Ma perché mi irrita tanto tale articolo?
Mi irrita, lo capisco adesso, perché dietro l'egida di un buonismo privo di argomenti si limita a nascondere la testa sotto la sabbia. E questo atteggiamento non fa bene a nessuno: né alla scuola, né agli insegnanti né agli studenti di origine straniera e non.
Se non si riconosce l'esistenza di un problema infatti non lo si può risolvere.
In questo caso, una volta verificatane l'esistenza, la soluzione sarebbe anche relativamente semplice: istituire dei corsi di recupero pomeridiani (*3) NON riservati ai ragazzini di origine straniere ma a tutti coloro che hanno carenze in qualche materia. Ovviamente per farlo non ci si potrebbe affidare alla semplice buona volontà degli insegnanti ma occorrerebbero risorse (soldi per personale, strumenti e strutture). Il risultato però sarebbe una scuola migliore che formerebbe ugualmente bene tutti gli studenti garantendo anche a quelli di origine straniera di inserirsi e integrarsi più facilmente nel mondo del lavoro e quindi nella società.
La mia è solo la prima idea che mi è passata per la mente e sono sicuro che ci potrebbe essere tutto un ventaglio di proposte migliori di questa...
Quello di cui però sono sicuro è che nascondere la testa nella sabbia, dire cioè che tutto va bene e che anzi è meglio così, non aiuta a risolvere il problema ma lo rende cronico.
Conclusione: vabbè, sentirò l'opinione della mia cugina insegnante...
Nota (*1): in qualche caso si possano avere delle esperienze effettivamente formative ma, molto più spesso, servono a ben poco.

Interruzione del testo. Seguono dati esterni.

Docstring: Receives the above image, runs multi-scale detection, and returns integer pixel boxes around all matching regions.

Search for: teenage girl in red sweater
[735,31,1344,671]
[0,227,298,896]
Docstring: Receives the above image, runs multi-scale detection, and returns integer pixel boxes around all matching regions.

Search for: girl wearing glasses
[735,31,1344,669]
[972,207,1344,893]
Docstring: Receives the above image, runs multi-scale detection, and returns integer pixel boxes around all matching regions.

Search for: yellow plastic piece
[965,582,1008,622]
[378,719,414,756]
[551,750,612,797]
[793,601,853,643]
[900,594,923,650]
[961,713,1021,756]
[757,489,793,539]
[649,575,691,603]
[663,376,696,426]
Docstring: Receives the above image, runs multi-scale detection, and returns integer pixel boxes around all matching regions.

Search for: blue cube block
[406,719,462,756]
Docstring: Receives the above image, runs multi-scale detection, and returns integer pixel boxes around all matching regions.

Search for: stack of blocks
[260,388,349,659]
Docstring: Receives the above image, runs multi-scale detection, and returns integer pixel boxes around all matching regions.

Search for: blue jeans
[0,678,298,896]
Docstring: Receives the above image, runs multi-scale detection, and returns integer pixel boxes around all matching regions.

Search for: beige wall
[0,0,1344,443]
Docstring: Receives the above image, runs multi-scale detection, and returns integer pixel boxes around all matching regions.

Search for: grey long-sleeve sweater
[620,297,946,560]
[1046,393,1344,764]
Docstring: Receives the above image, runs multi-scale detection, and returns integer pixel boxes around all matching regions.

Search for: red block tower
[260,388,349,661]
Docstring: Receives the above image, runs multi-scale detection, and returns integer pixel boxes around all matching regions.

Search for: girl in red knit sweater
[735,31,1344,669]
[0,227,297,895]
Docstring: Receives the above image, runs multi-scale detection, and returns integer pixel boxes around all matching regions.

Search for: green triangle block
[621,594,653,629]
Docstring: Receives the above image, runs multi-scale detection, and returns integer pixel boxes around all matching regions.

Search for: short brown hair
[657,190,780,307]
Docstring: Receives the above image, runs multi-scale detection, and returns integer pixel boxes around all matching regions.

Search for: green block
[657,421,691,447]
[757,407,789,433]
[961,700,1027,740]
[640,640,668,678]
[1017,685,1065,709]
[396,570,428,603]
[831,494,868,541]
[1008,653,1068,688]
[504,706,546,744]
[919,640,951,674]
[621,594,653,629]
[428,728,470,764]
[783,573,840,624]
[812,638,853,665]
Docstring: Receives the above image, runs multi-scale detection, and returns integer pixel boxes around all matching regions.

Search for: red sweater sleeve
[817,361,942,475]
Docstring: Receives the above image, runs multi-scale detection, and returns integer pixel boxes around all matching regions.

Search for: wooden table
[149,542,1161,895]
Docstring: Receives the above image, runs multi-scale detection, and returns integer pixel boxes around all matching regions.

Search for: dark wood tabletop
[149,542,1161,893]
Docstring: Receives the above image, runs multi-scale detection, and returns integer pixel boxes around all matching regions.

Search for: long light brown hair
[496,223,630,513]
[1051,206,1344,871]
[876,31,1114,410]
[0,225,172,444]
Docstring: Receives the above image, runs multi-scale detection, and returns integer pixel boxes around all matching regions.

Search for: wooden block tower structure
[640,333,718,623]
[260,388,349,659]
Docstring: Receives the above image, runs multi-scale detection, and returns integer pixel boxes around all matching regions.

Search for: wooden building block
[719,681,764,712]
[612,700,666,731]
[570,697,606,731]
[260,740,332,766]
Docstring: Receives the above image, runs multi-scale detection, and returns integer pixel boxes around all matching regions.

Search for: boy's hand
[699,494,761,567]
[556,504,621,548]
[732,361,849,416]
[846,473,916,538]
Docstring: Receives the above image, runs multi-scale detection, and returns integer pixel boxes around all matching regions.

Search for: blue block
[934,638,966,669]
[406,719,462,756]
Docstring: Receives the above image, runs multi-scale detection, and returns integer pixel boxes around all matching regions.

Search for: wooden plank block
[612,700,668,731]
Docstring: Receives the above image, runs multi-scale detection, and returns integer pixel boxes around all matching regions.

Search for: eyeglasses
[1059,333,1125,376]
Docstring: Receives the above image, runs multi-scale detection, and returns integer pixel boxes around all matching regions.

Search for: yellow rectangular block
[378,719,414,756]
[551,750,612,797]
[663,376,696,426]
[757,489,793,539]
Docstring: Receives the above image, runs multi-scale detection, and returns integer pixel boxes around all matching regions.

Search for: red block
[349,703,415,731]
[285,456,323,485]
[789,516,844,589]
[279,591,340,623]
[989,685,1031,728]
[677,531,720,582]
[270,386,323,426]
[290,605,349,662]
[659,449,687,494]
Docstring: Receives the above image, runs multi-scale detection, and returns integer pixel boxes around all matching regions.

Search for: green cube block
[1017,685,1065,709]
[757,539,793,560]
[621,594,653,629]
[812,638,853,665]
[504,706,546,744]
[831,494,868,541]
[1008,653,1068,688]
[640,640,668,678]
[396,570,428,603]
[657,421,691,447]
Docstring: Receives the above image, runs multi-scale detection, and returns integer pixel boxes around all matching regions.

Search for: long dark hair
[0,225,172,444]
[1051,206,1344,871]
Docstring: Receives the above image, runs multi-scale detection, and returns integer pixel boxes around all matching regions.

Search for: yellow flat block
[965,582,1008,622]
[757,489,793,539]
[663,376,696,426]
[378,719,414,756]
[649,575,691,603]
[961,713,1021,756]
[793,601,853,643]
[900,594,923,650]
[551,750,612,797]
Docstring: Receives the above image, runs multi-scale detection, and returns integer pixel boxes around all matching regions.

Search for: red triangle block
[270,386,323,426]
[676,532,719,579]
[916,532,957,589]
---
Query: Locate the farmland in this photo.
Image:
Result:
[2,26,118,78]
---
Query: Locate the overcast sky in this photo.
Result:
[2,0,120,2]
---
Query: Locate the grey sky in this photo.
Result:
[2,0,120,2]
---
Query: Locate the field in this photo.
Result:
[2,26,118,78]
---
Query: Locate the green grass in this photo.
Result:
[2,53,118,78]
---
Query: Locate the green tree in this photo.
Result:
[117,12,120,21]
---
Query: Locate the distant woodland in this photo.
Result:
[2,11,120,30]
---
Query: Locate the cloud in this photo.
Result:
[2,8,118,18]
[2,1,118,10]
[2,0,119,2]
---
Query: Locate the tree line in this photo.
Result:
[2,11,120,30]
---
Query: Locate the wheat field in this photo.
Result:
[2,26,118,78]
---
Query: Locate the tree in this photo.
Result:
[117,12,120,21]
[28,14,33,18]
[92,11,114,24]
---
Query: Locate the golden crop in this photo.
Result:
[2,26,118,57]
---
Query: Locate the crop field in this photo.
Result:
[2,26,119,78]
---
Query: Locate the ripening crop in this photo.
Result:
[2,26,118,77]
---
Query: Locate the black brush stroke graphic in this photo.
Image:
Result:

Vedi anche La falsa medaglia.
Nota (*2): anche in questo non gli fui molto di aiuto: non aprendo libro non potevamo studiare insieme!
Nota (*3): o magari la domenica, o la sera o l'estate...
Il ritorno del gladiatore
9 ore fa
È curioso come quelli che non insegnano (te p es) hanno sempre le idee chiarissime su cosa e come dovrebbe fare la scuola. Seguo il dibattito soprattutto in tedesco perché in Austria/Germania è su basi più scientifiche e meno emotive/empiriche. Pensa un po' c'é chi lì suggerisce SERIAMENTE di iniziare l'età scolastica obbligatoria a 2 (due) anni per ovviare alle carenze delle famiglie. Altro che doposcuola!
RispondiEliminaGrazie per il commento bw!
RispondiEliminaAl contrario: io non ho le idee chiarissime! E infatti specifico che la mia proposta è la prima idea che mi è passata in mente e che sicuramente ci sarebbero molte altre possibilità.
“I noccioli” del mio pezzo sono invece altri due:
1. L'autore dell'articolo che ho citato nega l'esistenza di un problema e così facendo non aiuta a risolverlo.
2. Per una scuola migliore, e per risolvere i vari problemi, occorrono risorse (soldi).
Il tuo commento sul dibattito sull'educazione in Germania/Austria mi pare confermare il mio pensiero:
1. da una parte è confermata l'esistenza del problema (come anch'io sospettavo).
2. la soluzione tedesca/austriaca richiede molte risorse: nuovi insegnanti e strutture per accogliere questa nuova potenziale massa di nuovi alunni.